Two of the large private fusion companies are designing and building compact tokamaks with confinement magnets using high temperature superconductors (HTS) which would be improvements on the mainstream fusion technology of conventional tokamaks.
Commonwealth Fusion Systems (CFS) is the largest private fusion company with $2+ billion funding and 300+ employees, is building a compact tokamak using HTS. Their approach benefits from the experience of mainstream fusion, adding innovations which could well solve many of the difficulties.
The design is described in the paper: ARC: A compact, high-field, fusion nuclear science facility and demonstration power plant with demountable magnets. The ARC reactor will be a tokamak reactor and produce about 200 MW of electricity. The machine will have rare earth barium copper oxide (REBCO) superconducting toroidal field coils, which have joints to enable disassembly. ARC will be about half the physical size of ITER but with comparable fusion power. A further innovation of ARC compared to ITER, is the breeder blanket which will be outside the vacuum vessel. This fully liquid blanket is a molten salt where the liquid is a continuously recycled, offering significant improvement on the tritium breeder ratio compared to other designs. Figure 3 shows the ARC design.
Figure 3. The Affordable, Robust, Compact (ARC) reactor.

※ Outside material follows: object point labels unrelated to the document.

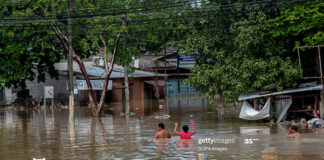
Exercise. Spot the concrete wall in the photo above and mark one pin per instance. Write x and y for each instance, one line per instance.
(60, 90)
(9, 96)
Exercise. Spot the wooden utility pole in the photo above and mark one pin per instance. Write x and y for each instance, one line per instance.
(165, 84)
(127, 104)
(70, 63)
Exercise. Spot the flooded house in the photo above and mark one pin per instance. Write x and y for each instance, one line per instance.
(140, 86)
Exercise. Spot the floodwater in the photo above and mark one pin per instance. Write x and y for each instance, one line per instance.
(47, 134)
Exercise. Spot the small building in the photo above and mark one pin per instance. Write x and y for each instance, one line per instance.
(175, 66)
(295, 103)
(140, 86)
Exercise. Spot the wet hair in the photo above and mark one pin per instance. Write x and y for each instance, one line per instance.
(295, 128)
(185, 128)
(161, 125)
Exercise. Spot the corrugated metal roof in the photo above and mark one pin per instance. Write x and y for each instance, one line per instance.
(99, 72)
(258, 94)
(160, 83)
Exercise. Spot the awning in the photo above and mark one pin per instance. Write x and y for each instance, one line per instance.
(160, 83)
(117, 86)
(288, 91)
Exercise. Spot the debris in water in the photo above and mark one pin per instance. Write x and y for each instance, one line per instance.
(269, 153)
(162, 116)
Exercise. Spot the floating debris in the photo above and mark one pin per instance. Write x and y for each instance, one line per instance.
(163, 116)
(270, 153)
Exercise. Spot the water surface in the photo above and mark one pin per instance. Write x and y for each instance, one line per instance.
(46, 133)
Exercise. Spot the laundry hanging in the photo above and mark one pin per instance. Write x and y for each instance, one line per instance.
(249, 113)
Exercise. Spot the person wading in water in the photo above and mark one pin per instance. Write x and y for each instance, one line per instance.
(185, 134)
(162, 133)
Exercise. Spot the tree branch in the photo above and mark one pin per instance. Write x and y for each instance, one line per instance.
(108, 72)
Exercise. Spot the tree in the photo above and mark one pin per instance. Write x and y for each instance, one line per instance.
(304, 24)
(87, 41)
(238, 55)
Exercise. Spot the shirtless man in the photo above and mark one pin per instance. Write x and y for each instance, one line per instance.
(162, 133)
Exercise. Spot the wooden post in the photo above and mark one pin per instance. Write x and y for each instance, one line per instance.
(70, 62)
(322, 104)
(322, 91)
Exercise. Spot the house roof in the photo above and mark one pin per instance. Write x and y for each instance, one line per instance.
(160, 83)
(301, 88)
(99, 72)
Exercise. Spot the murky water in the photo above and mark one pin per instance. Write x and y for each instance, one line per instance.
(47, 134)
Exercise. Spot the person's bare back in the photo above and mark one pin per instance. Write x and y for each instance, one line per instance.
(162, 133)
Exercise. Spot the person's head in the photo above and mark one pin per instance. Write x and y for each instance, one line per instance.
(161, 126)
(294, 129)
(185, 128)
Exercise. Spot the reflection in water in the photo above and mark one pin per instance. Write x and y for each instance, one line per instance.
(48, 133)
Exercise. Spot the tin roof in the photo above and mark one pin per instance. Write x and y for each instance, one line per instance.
(301, 88)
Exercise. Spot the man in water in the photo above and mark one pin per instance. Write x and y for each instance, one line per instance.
(293, 132)
(185, 134)
(162, 133)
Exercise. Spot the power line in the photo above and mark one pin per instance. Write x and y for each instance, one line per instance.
(223, 7)
(200, 14)
(143, 21)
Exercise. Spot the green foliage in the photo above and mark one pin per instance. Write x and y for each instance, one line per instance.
(304, 24)
(29, 46)
(237, 57)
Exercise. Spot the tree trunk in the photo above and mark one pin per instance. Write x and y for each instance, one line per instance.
(96, 109)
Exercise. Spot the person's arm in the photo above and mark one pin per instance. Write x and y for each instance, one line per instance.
(156, 135)
(289, 135)
(175, 128)
(193, 129)
(193, 126)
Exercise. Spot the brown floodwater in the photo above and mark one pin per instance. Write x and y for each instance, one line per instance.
(46, 133)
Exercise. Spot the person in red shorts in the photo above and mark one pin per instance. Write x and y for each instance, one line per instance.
(185, 134)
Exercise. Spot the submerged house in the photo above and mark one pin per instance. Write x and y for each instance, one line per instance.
(140, 86)
(301, 102)
(175, 66)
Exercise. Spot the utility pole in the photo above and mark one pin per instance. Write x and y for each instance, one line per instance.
(127, 105)
(165, 84)
(70, 63)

The scientist involved have some very convincing graphics to make the case for their tokamak design. Figure 4 illustrates the unrealistic size of the EU-DEMO mainstream tokamak power plant which would produce 500 MW of electricity compared with the CFS ARC which would produce 200 MW.

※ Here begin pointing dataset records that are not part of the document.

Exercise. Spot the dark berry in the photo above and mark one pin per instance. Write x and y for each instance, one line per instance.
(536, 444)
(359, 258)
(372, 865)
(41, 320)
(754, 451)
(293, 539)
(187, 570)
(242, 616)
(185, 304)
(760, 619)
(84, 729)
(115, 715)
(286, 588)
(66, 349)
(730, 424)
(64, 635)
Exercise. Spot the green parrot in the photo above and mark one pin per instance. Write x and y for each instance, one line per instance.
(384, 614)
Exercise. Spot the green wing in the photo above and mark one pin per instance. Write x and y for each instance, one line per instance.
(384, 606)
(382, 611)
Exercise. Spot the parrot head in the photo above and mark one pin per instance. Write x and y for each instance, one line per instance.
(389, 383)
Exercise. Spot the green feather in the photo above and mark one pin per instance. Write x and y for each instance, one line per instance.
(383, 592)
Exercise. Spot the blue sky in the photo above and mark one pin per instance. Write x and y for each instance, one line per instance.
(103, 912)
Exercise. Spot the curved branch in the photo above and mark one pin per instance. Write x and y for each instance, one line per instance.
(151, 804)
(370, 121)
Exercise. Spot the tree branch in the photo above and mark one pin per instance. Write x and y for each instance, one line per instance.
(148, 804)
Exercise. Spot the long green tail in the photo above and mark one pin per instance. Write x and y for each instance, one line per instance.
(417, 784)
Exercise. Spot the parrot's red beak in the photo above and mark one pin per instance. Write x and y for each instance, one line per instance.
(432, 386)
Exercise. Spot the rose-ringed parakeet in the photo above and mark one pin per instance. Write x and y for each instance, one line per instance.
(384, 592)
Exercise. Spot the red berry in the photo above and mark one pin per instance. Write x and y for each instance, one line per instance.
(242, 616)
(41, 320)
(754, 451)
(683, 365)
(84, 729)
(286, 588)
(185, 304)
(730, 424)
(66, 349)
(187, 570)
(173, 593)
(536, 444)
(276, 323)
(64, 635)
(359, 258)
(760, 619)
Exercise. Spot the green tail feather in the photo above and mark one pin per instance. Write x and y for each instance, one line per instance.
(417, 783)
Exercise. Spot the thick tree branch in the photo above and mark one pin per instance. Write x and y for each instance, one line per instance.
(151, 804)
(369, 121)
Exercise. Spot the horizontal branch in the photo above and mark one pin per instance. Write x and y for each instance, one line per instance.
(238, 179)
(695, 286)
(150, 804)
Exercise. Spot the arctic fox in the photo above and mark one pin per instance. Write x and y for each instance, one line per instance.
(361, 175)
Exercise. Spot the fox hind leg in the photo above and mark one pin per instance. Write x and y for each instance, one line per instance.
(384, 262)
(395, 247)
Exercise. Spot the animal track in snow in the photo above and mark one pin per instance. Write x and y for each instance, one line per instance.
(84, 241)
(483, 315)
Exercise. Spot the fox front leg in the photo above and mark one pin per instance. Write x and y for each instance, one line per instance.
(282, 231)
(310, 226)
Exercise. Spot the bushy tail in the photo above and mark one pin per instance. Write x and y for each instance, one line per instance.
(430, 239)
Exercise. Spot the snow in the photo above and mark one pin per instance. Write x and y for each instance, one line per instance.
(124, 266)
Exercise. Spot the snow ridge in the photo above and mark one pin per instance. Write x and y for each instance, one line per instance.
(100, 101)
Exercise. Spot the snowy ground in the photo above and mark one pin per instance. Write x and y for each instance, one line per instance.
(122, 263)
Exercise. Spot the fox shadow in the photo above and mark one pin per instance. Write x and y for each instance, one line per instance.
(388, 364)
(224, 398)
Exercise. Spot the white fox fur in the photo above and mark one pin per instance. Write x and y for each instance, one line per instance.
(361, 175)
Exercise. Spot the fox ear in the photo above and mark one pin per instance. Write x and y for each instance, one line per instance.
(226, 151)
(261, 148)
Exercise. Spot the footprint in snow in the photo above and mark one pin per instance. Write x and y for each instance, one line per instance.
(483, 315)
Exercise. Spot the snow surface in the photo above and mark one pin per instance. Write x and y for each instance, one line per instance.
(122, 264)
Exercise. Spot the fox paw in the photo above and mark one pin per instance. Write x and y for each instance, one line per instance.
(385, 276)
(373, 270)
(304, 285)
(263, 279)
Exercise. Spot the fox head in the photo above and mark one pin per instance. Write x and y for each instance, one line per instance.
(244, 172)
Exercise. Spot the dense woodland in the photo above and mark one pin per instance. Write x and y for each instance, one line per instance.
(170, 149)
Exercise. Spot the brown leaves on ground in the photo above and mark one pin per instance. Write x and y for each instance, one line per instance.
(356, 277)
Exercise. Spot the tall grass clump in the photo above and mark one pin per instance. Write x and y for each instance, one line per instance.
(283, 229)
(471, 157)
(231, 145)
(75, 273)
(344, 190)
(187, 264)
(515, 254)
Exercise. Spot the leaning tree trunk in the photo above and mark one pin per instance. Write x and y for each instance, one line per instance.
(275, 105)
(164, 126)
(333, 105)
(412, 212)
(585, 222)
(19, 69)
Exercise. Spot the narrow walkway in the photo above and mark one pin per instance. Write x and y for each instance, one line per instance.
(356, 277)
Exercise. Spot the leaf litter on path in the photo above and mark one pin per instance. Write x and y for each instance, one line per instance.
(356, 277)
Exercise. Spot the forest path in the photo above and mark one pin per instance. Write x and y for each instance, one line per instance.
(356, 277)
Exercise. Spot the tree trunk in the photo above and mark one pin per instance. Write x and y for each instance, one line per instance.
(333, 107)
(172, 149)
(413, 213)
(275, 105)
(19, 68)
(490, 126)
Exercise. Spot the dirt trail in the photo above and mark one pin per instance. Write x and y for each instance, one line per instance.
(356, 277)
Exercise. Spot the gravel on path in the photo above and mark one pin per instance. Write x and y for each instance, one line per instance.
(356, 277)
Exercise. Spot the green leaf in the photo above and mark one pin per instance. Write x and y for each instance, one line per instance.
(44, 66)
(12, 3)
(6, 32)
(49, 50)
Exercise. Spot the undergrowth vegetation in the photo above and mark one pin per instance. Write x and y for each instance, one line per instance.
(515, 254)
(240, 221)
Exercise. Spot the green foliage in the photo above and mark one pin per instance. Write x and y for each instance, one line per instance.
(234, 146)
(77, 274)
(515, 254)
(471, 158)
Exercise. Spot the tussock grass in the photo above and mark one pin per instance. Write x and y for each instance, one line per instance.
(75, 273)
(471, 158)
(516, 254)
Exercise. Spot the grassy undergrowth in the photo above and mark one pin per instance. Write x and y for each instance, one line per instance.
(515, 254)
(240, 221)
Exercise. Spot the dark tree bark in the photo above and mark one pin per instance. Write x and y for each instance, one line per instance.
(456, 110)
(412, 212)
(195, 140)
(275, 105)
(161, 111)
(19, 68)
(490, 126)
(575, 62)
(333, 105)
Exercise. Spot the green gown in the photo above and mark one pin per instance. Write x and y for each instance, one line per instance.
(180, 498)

Figure 4. The CFS, High-Field Path to fusion energy, from presentation of J. V. Minervini.
The joints in the magnet allow a vastly easier maintenance and component replacement regime compared to the EU-DEMO plans. This innovation, combined with the smaller size could enable a much faster and less costly development cycle. Figure 5 dramatically illustrates the massive maintenance problem for EU-DEMO compared to the vastly simpler, and more realistic, maintenance approach enabled with the dis-mountable magnet joints.
Figure 5. Illustration of the vastly more realistic maintenance scheme of ARC compared to the mainstream fusion tokamak designs, from Greenwald et al., The High-Field Path to Practical Fusion Energy
CFS reports plans for a first smaller reactor, SPARC, operational in 2025 and the full ARC in the early 2030s. The use of D-T fuel means that ARC will have initial tritium supply problems, as all other fusion reactors operating after 2030, although this is denied in the CFS publicity.
Energy Singularity is the second private company planning to build a compact tokamak. The company is based in China and was formed in 2021. It has declared funding of $112 million in 2023 and 80 employees.
Beyond the use of REBCO superconductor the website gives few technical details.